Der Oberlehrer machte mit seinen drei Buben über die Feiertage eine Fußpartie. Lizzi war schon zu Beginn der stillen Woche nach Berlin gereist, um sich prüfen zu lassen. Frau Bärbelchen hütete also mit Kathi das Haus. Da kam am Dienstag nach Ostern eine Depesche an den Oberlehrer, in welcher Pastor Werkmeister seine Ankunft mit dem Nachmittagszuge des heutigen Tages anzeigte. Kathi wollte sofort abtelegraphieren – sie wußte ja doch, daß er nur Lizzis wegen kam – aber Frau Bärbelchen machte es ihr klar, daß ihn die Antwort nicht mehr erreichen könne, da er um halb elf Uhr schon abfahren müsse. Außerdem hatte Lizzi geschrieben, daß sie wahrscheinlich am Mittwoch zurückkehren werde. Also sollte sich der Herr Pastor nur ruhig auf ein oder zwei Tage an ihrer Gesellschaft genügen lassen. Sie seien ja doch schließlich »auch nicht von Pappe«, wie sie sich derb ausdrückte und morgen kämen ja überdies ihre vier Mannsbilder bestimmt heim. Wenn das gute Käthchen gewußt hätte, daß Lizzi mit der Frau Oberlehrer sich heimlich verschworen und listig die Schlinge zurecht gelegt hatte, in der der Pfarrer sich fangen sollte! Lizzi hatte ihm nämlich kurz vor ihrer Abreise auf seine erneute Anfrage, wann er kommen dürfe, geschrieben, daß sie zu einem Probegastspiel in die Provinz gehen, aber zu den Feiertagen bestimmt wieder zurück sein werde. Der arme Mann hatte keine Ahnung, daß sie acht Tage lang mit ihm zusammen in den Mauern der Reichshauptstadt weilte, ganz gemütlich bei Frau von Goldacker logierend, die sie aber gleichfalls samt ihrem Bubi zur Verschwiegenheit verpflichtet hatte.

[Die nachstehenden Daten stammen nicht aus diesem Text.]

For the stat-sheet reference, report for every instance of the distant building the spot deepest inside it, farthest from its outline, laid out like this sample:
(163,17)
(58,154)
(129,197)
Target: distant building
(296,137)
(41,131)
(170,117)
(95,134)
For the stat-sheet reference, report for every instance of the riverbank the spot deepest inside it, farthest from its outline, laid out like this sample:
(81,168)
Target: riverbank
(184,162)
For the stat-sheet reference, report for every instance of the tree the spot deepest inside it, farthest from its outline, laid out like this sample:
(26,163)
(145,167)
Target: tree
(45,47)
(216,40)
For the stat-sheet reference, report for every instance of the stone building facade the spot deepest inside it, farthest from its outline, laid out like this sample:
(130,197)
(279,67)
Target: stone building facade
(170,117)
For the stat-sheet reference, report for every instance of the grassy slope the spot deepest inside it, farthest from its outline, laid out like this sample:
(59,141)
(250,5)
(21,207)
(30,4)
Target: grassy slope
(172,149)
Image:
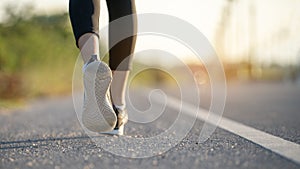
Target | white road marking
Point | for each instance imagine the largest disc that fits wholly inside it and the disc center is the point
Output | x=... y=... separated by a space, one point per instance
x=278 y=145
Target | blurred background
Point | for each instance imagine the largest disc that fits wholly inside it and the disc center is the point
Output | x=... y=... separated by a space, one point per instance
x=257 y=41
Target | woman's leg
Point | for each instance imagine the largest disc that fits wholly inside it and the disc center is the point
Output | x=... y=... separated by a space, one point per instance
x=84 y=15
x=121 y=53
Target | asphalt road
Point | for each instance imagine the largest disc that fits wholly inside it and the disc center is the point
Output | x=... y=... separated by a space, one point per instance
x=47 y=134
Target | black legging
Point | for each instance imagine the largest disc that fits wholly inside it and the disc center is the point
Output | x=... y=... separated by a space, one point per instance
x=84 y=15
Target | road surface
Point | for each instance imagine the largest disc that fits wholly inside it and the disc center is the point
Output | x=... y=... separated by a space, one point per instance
x=47 y=134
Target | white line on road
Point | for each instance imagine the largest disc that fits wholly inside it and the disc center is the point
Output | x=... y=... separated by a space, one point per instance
x=278 y=145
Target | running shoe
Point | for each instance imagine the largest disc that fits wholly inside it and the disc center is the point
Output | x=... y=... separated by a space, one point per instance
x=122 y=117
x=98 y=114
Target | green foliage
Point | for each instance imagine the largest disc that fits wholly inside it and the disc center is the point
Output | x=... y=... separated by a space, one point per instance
x=39 y=53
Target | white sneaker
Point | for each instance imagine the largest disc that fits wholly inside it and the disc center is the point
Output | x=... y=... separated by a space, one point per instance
x=122 y=117
x=98 y=114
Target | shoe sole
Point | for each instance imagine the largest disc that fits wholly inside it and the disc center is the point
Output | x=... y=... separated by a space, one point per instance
x=98 y=114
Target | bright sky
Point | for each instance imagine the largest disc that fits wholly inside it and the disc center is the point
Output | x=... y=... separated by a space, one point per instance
x=276 y=22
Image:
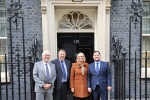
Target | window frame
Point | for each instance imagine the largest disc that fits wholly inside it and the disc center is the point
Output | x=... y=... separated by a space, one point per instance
x=3 y=74
x=143 y=68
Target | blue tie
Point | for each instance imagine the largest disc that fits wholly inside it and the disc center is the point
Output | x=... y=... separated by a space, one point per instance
x=97 y=69
x=63 y=70
x=47 y=71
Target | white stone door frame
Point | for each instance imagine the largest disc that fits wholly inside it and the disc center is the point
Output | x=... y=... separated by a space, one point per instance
x=102 y=26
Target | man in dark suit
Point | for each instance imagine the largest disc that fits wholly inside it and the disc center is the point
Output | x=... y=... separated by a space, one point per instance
x=63 y=68
x=99 y=78
x=44 y=75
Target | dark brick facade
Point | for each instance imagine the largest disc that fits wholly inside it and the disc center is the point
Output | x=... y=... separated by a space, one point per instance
x=32 y=29
x=119 y=27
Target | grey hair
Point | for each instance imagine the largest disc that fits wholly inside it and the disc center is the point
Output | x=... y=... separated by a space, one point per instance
x=45 y=51
x=81 y=54
x=62 y=51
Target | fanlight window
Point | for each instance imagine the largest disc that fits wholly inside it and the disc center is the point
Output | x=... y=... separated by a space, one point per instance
x=75 y=20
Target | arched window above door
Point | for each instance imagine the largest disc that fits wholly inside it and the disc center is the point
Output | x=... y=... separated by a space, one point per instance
x=75 y=20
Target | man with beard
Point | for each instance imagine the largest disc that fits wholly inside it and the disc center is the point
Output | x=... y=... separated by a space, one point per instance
x=63 y=68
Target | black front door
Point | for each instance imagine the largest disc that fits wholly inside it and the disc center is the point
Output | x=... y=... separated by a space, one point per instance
x=73 y=43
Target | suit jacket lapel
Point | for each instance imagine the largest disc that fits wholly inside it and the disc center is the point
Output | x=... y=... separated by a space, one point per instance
x=93 y=68
x=50 y=69
x=101 y=67
x=43 y=68
x=59 y=66
x=67 y=68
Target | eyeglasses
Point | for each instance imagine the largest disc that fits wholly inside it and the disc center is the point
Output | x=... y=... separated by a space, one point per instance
x=47 y=55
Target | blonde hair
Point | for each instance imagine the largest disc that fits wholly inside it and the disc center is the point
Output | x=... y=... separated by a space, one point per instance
x=79 y=55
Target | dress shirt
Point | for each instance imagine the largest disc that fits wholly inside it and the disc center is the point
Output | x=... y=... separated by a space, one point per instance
x=65 y=70
x=47 y=66
x=98 y=65
x=98 y=68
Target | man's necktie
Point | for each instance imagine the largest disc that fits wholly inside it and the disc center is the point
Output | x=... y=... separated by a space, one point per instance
x=63 y=70
x=47 y=71
x=97 y=69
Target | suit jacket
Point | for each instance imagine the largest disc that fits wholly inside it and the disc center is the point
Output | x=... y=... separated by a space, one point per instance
x=104 y=76
x=59 y=72
x=79 y=81
x=40 y=76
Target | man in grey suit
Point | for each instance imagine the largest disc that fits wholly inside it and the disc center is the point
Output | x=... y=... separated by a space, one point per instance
x=63 y=68
x=44 y=75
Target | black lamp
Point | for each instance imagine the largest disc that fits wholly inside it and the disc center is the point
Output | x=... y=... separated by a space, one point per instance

Kathi hatte furchtbares Herzklopfen, als sie eine Viertelstunde vor Ankunft des Berliner Zuges schon wartend auf dem Bahnsteig stand. Jedes Anschlagen der Signalglocken durchzuckte sie wie ein elektrischer Schlag, und als schließlich gar der Zug sichtbar wurde, pfiff und sein Tempo verlangsamte, da fing sie an zu zittern, ihre Kniee wollten sie kaum mehr tragen und ihre Zähne schlugen wie vor Frost aufeinander, obwohl es ein schöner, warmer Tag war.

Nun hielt der Zug, und aus einem Abteil zweiter Klasse stieg der bewußte große Herr mit dem frischen glatten Gesicht und der Kotelettenandeutung, der schon bei der Einfahrt sich weit aus dem Fenster gebeugt und mit sehnsüchtigen Augen den Bahnsteig abgesucht hatte. Er war nicht im stande, seine Enttäuschung zu verbergen, als er Kathi allein sah, obschon er ihr herzlich die Hand drückte und kühn behauptete, sich ganz außerordentlich zu freuen, sie nach so langer Zeit und anscheinend so frisch und munter wiederzusehen. Und dabei war sich Kathi bewußt, daß sie käsweiß und sicherlich recht katzenjämmerlich aussah.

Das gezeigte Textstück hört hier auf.